Liberal Democrat MP John Pugh said, ‘We are talking about assisted suicide, and
there is no essential right for people to demand of the state that it assists
them with their suicide. In fact, it is the policy of governments to reduce the
number of suicides, and normally it is our moral duty to discourage suicide.’
Gordon Marsden, a Labour MP,
agreed: ‘Words matter, as George Orwell said, so we should be using the
appropriate terms. This is about assisted suicide, not assisted dying. It is
not about medication — I am not going to use the word “poison” — but
administering something to someone that will kill them.’
Sir David Amess, a
Conservative MP, was annoyed by the emphasis on choice: ‘We all have the choice
over whether to commit suicide.’
As Conservative MP Caroline Spelman noted, the
bill ‘would not just legitimise suicide, but promote the participation of
others in it.’
Nick Herbert, a Conservative MP, asked ‘if there is a right to
die, why is it constrained by a six-month time period? If there is a right to
die, why is it constrained simply by the fact of having a terminal illness?’
He
continued, ‘The law has always regarded it as wrong to assist in someone’s
suicide because, in the end, we think that suicide is wrong, even if we think
that it should not be a criminal offence. That is why we should take the very
greatest care before taking this fundamentally different step.’
What about the inequality between
those who could, and those who could not, afford to go to Switzerland?

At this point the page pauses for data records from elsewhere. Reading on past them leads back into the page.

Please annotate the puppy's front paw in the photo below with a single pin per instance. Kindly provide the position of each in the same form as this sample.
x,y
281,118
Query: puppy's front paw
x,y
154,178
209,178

MPs
instead concentrated on a much more profound moral inequality implied by this
legislation.
‘What sort of society are we creating if we say that we value
people who are healthy, fit, beautiful and young more than we value people who
are poor, old, crippled, ill and dying?’, asked Conservative MP Sir Edward
Leigh.
In a similar vein, Labour MP Helen Jones said that ‘if we cross the
line, deciding that some lives are less valuable than others, we shall be
opening ourselves up to a process that I think we would deeply regret’.
MPs with a medical background came
out strongly against legalising assisted suicide, rejecting the idea that it is
a medical treatment.
As the Scottish National Party’s Dr Philippa Whitford
stated, ‘I have been involved in the journey to death of many patients, but as
a doctor I have never considered that death was a good treatment for anything,
no matter what was wrong with anyone’.
Ben Howlett, a Conservative MP,
summed up the feelings of many MPs: ‘I admit that I came into the House
thinking that I would support the bill, but listening to the speeches made by
other members… has completely changed my mind.’
The debate was an excellent
advertisement for the Commons’ capacity for wisdom. It even showed this old
cynic that politicians genuinely strive to do what is right.
Perhaps more
importantly, it showed that, when opponents of assisted suicide are armed with
the right arguments, even the slick soundbites of well-funded
pro-assisted-suicide groups count for nothing.
It is very unlikely that any more
bills on assisted suicide will appear in the next five years. Ominously,
though, Dignity in Dying immediately responded by saying it would appeal to the
courts.
‘Parliament has failed to act, and if it fails to recognise its
responsibility over the next five years, then the courts have no choice but to
act instead, to end this suffering and injustice.’
In other words, rather than
rethinking their strategy and coming up with better arguments, assisted-suicide
supporters will attempt to circumvent the democratic rejection of assisted
suicide.
Let us hope that the courts will recognise, as they have publicly
stated many times before, that this is a matter for parliament.